The militants’ campaign has widespread local support. One of the most popular new songs in the Delta describes a police raid on a house. A young man tells the police that he won’t go with them to the station and warns: “If you fire [shoot at] me, I fire you.” “There is overwhelming community sympathy for what they are doing,” says Ledum Mitee, a human-rights campaigner in Port Harcourt, who describes the Delta’s problems as “a crisis of frustration,” which he hopes can be solved without violence. “[The militants] are seen as people who can stand up to the oppressors.”

Mitee heads the Movement for the Survival of the Ogoni People (mosop), the group founded by Saro-Wiwa. In January, he was asked to negotiate the release of the first hostages taken by mend. When Mitee arrived at the camp where the hostages were being held, he was shocked. “I consider myself a person who can speak on these issues — our problems and protests,” he says. “But getting there and seeing 200 to 300 young men in uniforms, machines guns, rocket launchers and ammunition” — Mitee moves his hands through the air in front of him making the shape of a heaping mound of ordnance — “I said, ‘God, so we have come to this.'”

Related Time Magazine Article

Nigeria: Big Oil’s Burden  
BY VIVIENNE WALT

Monday, Jan. 23, 2006

In the global scramble for energy, Nigeria is blessed. Its resources earn billions of dollars each year, and it bobs atop enough oil and gas reserves to ensure wealth for generations.

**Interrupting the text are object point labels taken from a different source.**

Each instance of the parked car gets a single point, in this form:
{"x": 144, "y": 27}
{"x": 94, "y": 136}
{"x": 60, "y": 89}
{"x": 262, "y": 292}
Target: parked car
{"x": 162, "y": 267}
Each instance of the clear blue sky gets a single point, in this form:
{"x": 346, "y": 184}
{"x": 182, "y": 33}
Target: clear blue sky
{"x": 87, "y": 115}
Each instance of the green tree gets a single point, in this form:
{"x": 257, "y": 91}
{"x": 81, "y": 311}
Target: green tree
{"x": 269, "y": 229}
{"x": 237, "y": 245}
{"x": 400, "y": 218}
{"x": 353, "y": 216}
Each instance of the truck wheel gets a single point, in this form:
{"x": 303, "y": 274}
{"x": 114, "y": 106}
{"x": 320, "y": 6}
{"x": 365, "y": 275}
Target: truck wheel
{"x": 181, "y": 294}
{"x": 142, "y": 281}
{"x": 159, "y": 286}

Yet try telling that to impoverished villagers in the country’s Niger Delta region, where Royal Dutch Shell has drilled for nearly 50 years. “Look at this—the crops are stunted, the water is polluted,” rails Bari-Ara Kpalap, grabbing a wilted stalk of cassava as he stands ankle-deep in oily water. For Kpalap, a local activist, there is one obvious culprit: “A great part of our problems have been caused by Shell.”

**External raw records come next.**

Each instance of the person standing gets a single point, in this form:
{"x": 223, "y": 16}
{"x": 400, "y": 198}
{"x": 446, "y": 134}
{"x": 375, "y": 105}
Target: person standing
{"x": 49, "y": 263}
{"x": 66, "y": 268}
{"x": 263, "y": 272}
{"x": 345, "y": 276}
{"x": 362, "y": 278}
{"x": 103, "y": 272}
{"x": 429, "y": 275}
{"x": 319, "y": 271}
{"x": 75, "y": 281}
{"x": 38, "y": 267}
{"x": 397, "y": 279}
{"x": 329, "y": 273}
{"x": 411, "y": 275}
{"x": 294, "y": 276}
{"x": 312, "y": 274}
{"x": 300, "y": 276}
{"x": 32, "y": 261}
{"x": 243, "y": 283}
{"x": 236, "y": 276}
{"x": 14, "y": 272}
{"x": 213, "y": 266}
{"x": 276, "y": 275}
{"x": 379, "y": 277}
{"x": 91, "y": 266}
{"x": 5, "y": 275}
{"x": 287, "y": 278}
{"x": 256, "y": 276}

Ten years have passed since Nigerian soldiers hanged activist Ken Saro-Wiwa and eight others after protests targeting Shell’s operations turned violent. Today, the company—which has long maintained that pollution from its oil operations in the Delta is due largely to sabotage—is still struggling to regain the locals’ trust. Shell has a new strategy. After seeing millions of dollars from its contributions to development funds vanish in the hands of corrupt officials, Shell last month signed a four-year contract with village leaders that puts $7.7 million at their direct disposal. There is no shortage of worthy causes. The region is plagued by malaria and AIDS, and does not have enough schools or health clinics. “We have to do our part,” says Emanuel Etomi, who heads Shell’s sustainable-development unit in the Delta. Shareholders should be pleased, too: Etomi says winning friends is essential to safeguarding Shell’s pipelines and wellheads. Indeed, oil prices soared last week after the Delta’s rebels kidnapped four Shell workers and attacked three Shell facilities, shutting down more than 200,000 barrels a day of the Delta’s output.

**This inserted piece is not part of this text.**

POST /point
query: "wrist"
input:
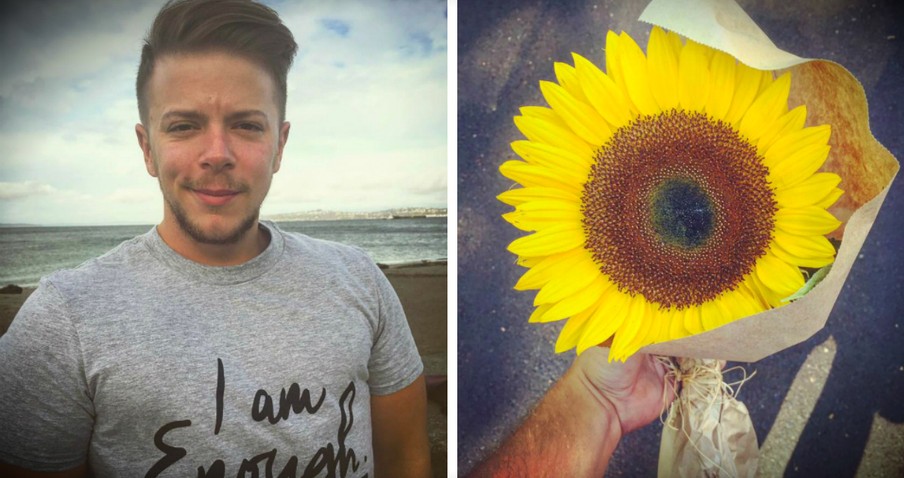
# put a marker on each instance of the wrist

Winning hearts and minds could take years, however. “We still do not trust Shell,” says Ledum Mitee, who runs the Movement for the Survival of the Ogoni People, which Saro-Wiwa founded before being hanged. Mitee claims his members aren’t responsible for the latest attacks. He says Shell must apologize for its practices of the past and begin direct talks with activists. Until then, “this is a situation which is really prone to violence,” he says. With global oil supplies still tight, that’s a warning that producers and consumers around the world would do well to heed.